Minister for Arts, Heritage and the Gaeltacht Jimmy Deenihan, is a five-time All-Ireland senior football winner with Kerry. He holds an U-21 All-Ireland medal and he captained the Kerry team to All-Ireland success in 1981. A native of Finuge, he said he was “supremely confident – like all Kerry men” ahead of meeting Dublin (football’s second most successful team with 22 titles).
Deenihan is currently the only All-Ireland senior medal holder in the Dáil. “Everyone thought it was a prerequisite for an All-Ireland medal holder to get into the Dáil after Jack Lynch. In fact there have been very few,” he said, mentioning the late John Wilson (and former tánaiste who won twice with Cavan) as one of a handful of such TDs.
The Minister said his favourite clash with Dublin was in 1975 when Kerry were inexperienced. “It was my first All-Ireland. Dublin had a great team. They were hot favourites. We won and we were the youngest team ever to win an All-Ireland.”
This week there was only one word in Killarney in the heartland of the team captain: “Gooch”. The 28-year old Colm Cooper is known by the Killarney pronunciation of “Goochie” everywhere “except on his doorstep”, the mayor of Killarney stressed.
Seán Counihan, the Labour mayor and Colm Cooper’s neighbour in Ardshanavooly, the housing estate which has spawned basketball, camogie and a range of champion athletes, said: “In Ardshanavooly he gets the full respect of Colm. You very seldom use the nickname around here.”

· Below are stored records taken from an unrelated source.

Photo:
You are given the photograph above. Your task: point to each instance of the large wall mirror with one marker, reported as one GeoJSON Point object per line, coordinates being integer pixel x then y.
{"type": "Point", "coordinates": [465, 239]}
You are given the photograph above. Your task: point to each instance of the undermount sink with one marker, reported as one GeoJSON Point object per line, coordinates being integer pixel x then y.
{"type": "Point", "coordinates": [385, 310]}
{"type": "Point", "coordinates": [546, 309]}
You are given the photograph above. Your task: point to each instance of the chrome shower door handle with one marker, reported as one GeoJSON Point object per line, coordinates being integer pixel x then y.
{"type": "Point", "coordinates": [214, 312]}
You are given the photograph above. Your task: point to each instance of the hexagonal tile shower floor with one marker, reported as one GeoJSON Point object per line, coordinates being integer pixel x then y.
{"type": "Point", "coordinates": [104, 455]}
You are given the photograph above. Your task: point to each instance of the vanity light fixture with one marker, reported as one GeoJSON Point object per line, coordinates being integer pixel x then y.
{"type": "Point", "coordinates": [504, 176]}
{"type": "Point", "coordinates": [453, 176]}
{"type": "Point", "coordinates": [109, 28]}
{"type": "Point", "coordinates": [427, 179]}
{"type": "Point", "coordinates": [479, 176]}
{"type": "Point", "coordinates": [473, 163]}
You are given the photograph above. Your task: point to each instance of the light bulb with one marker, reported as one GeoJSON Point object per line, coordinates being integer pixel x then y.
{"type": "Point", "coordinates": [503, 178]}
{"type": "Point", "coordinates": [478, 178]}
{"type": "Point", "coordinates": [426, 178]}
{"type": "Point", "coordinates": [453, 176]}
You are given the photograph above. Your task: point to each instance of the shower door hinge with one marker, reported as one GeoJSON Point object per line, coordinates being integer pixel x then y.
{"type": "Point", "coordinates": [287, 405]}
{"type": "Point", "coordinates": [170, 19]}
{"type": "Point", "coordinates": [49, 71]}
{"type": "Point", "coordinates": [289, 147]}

While there is the usual scramble for tickets this year, demand for local screenings has become huge too due to a mixture of the economy and the dearth of tickets.
The biggest venue, the 2,000-seat INEC events centre in Killarney, has ordered what’s reputed to be the largest screen in Ireland: 55 sq m. The INEC is offering free entry to anyone wearing a Dublin jersey, spokesman John O’Donoghue, a Fianna Fáil councillor, said.
Meanwhile, Dublin defender Cian O’Sullivan who will mark the Gooch owes his talent and his pace to his extensive Kerry roots, it is being claimed in the Kingdom. His aunt, former Fine Gael mayor of Killarney Sheila Casey, recalled yesterday how it was on holidays to the family farm in Ballyhar that Cian cut his teeth on the track as well as the football field.
Cian (23) is the youngest of three children of Coláiste Eanna school principal John O’Sullivan who is from Kilgarvan in south Kerry. His mother Noreen, a Dublin bank official, is one of six sisters, the Caseys of Ballyhar near Killarney.